Faizlerden, enflasyondan bunalan, işini çevirmekte zorlanan herkesin yaşadıklarını yakından takip ediyoruz. Finans sıkışıklığının yol açtığı zincirleme sıkıntıların öneminin ve aciliyetinin farkındayız. Hiçbir sanayicimizi, tüccarımızı, çalışanımızı, vatandaşımızı, vicdan ve ahlak yoksunu tefecilerin, fırsatçıların insafına terk etmeyeceğiz. Serbest piyasa ekonomisinin kurallarından taviz vermeden her türlü tedbiri uygulayacağız. Yeni bir ekonomik program hazırladık. Yatırımları teşvik edecek, üretime istihdama öncelik verecek bir ekonomi anlayışıyla Türkiye'yi yeniden yükselişe geçirmekte kararlıyız. Milletimizden biraz daha sabırlı olmasını, ülkesine güvenmesini istiyoruz. En zorunu geride bıraktık, inşallah bundan sonra daha kolay olacak."

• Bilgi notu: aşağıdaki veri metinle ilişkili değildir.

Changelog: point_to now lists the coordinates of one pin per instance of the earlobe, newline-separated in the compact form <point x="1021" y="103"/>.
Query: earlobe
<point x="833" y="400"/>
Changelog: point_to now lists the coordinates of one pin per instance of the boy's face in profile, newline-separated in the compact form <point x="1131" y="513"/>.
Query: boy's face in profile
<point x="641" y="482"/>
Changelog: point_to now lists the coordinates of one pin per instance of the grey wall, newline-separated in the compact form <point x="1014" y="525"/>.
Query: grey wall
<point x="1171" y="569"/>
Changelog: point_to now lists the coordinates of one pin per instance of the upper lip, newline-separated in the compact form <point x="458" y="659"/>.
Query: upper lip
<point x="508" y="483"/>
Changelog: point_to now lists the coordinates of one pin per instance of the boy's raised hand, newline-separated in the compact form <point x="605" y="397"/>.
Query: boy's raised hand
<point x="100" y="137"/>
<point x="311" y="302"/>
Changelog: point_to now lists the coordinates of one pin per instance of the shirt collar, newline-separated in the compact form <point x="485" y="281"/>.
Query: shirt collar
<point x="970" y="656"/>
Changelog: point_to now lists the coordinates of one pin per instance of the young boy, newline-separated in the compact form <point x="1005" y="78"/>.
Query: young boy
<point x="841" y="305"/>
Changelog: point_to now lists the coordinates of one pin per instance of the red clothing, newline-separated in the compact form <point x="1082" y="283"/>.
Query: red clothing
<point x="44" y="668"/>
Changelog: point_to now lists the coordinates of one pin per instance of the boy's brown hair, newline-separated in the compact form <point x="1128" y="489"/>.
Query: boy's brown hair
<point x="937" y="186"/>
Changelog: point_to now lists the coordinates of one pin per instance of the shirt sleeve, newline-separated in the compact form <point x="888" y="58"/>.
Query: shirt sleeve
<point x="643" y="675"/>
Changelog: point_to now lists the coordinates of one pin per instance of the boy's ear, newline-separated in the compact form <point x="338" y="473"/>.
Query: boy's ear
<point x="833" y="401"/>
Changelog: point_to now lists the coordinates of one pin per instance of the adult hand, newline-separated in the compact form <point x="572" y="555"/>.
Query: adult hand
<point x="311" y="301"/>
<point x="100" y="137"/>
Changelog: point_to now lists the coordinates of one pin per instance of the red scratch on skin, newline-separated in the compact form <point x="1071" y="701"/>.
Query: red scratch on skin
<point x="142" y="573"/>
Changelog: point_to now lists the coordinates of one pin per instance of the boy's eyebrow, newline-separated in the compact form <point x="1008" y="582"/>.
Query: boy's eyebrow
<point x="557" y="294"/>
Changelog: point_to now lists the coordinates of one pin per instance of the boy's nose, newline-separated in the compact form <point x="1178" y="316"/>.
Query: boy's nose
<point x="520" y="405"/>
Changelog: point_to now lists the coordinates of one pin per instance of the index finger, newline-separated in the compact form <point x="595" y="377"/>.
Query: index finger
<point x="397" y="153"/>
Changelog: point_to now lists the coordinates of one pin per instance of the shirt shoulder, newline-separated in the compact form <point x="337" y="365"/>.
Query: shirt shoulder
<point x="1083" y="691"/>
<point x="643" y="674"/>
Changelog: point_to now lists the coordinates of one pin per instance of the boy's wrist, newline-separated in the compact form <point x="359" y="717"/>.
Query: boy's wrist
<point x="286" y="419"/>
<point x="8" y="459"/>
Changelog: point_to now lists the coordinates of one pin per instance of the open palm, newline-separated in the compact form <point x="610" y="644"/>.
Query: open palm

Seçkin Deniz, 02.10.2018, Sonsuz Ark, Ağacın Çürümüş Yaprakları-39,
Sorgulamalar
Son Güncel Not:
Erdoğan 06.10.2018 tarihinde McKinsey tartışmasına son noktayı koydu: "Hiçbir şirketten fikri danışmanlık hizmeti bile almayacaksınız dedim. Biz bize yeteriz."
"Türkiye tarihinin en büyük ekonomik saldırılarına maruz kalmasına rağmen 2 ayı bulmadan durumu büyük ölçüde kontrol altına aldık. Döviz kurunun bir anda böyle bir artış göstermesini ekonomik sebeplerle izah mümkün değildir. Ekonomide eksiklerimiz, sıkıntılarımız elbette var. Seçimlerin hemen ardından zaten kolları sıvamış, ekonomik reformlar için hazırlıklara başlamıştır. Gerçeklerle, yaşananlar arasında büyük orantısızlık var ki; işin altında başka şeyler aramak durumunda kalıyoruz. Her kriz, beraberinde birçok fırsatı da getirir. Bizler ilk göreve geldiğimizde, ülkemizin hali ekonomik olarak neydi hatırlayın. Ülkemizi çok kısa sürede nereye getirdiğimizi unutmayın. Bu işin tedavi yollarını da biliyoruz. Kısa zamanda bu işi toparladık ve yolumuza devam ediyoruz. Özel sektörümüzün bu krizi fırsata çevirecek maharete sahip olduğuna inanıyorum. 2 aydan sonra yeniden bir toparlama ve yükseliş dönemine girdiğimizi görüyorum. Bazıları krizi fırsata çevirmekle, fırsatçılığı birbirine karıştırıyor. Milletime sesleniyorum. Bunun adı fırsatçılıktır. Milletimizi fırsatçıların insafına terk etmeyeceğiz, bunu böyle bilsinler. Serbest piyasa kuralları içinde bu fırsatçılarla mücadele edip, kendilerine gereken yaptırımları uygulayacağız. Ekonomi reçetemizde üretim, tasarım, teknolojiyi geliştirmek, ihracat, istihdam vardır" diye konuştu.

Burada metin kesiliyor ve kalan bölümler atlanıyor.